Dropper PopperACTIVITY #3 Ping-Pong Ball

Be sure all students wear protective eye wear.
This activity is truly best when each student has his/her own Dropper Popper and a Ping-Pong Ball, (PNG-100). Have the students store energy in the popper by turning it inside out. Then place the ping-pong ball in the “bowl” of the popper. Drop the popper onto a hard surface in such a way that the ping-pong ball remains above the popper and inside of its “bowl”.  The bulge should be on the bottom of the popper so the ping-pong ball fits securely inside.  The height your ping-pong ball will fly will be truly impressive!

• Have students estimate how high the ball travels.

• Change the height at which you drop the popper and determine if the height the ping-pong ball travels is based more on gravitational or elastic potential energy.

Seismic AcceleratorAn additional demonstration of the Law of Conservation of Momentum and Energy can be shown using the AstroBlaster (SS-150).  This device has several balls threaded on a plastic shaft.  When dropped straight downward onto a hard surface, the top ball can rebound to a height equal to five times the original drop!

8 Responses to Teaching Energy Using Dropper Poppers

  1. Kathy Schenk says:

    My 8th grade Enrichment class tried out the Dropper Poppers this morning.

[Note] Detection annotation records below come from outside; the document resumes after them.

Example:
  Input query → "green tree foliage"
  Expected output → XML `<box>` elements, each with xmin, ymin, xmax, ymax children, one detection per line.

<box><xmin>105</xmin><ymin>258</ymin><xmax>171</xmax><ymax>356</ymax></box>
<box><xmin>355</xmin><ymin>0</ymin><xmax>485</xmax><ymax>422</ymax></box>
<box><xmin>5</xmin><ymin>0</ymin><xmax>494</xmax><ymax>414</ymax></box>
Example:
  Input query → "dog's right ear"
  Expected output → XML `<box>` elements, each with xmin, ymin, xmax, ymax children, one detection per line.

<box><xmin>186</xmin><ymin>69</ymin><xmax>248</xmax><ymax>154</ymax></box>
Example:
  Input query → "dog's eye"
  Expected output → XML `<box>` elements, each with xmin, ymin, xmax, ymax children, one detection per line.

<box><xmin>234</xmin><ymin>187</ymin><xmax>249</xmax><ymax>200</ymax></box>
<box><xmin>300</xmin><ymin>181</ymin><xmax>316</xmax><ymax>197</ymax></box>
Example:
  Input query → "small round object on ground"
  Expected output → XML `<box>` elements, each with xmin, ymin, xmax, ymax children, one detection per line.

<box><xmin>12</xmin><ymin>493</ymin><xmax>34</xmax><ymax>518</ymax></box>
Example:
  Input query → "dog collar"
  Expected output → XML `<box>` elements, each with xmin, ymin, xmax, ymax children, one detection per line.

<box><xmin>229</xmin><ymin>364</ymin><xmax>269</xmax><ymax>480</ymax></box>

We could not get the poppers to bounce higher than the point of release. Any suggestions? Thank goodness I had ping-pong balls on hand. The ping-pong balls saved the day.

    • Tami O'Connor says:

      Hi Kathy, When you dropped the dropper popper, did you drop it so the “bump” was on the top or the bottom? In order for it to work properly, the “bump” should be on top (so the popper looks like a hill). When you add the ping-pong ball, you should have had to turn the popper in the opposite direction so that the ball fits inside the “bump”. Please let me know if it works! Happy popping!

  2. John D. Hunt says:


    We use the poppers in our Interactive Science is Fun Days and a 5th grader devised a new twist in the use of them. Instead of the “bump” on the top place it on the bottom and then add the ping-pong ball on the opposite side of the “bump”. Look out! The ping-pong ball when dropped with the popper will travel 20 feet in the air. Students must USE GOGGLES! We had one student who got a black-eye by doing this.

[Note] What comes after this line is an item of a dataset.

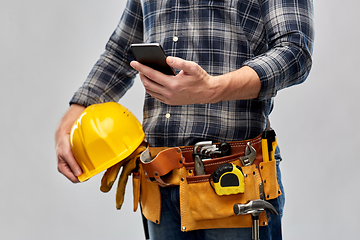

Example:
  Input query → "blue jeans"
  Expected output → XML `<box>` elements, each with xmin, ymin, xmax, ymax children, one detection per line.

<box><xmin>148</xmin><ymin>149</ymin><xmax>285</xmax><ymax>240</ymax></box>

    By the way, I will be using this, your corrugated plastic tubes, and aluminum rods in my session at NSTA on Friday afternoon—session 396, Parents as Science Teachers? Absolutely!

    You mentioned you would provide a few door prizes for this session, is this possible? If so, how do I get them?

    John D. Hunt

    • Tami O'Connor says:

      Hi John,

      I just corrected the blog post to clarify where you should place the ping pong ball. I used to do this activity with my 7th grade classes in the two story high entry way to the school, and oh my goodness, what amazing results we achieved!!! I had all the kids drop their poppers at the same time, and I can honestly report what it must be like inside a popcorn popper! There were ping pong balls flying everywhere!!! Protective eye wear is a must! This is an activity that is sure to make the dinner table conversation!

      Glad to hear that you are using Educational Innovations products in your workshops! Call me at 888-912-7474 for door prizes!


  3. wbyar says:

    Thanks Tami,
    I enjoyed reading this very much. Will order some poppers. Do you have a good source for inexpensice safety glasses?

  4. Maureen says:

    We have students with Latex allergies, any idea if these contain latex?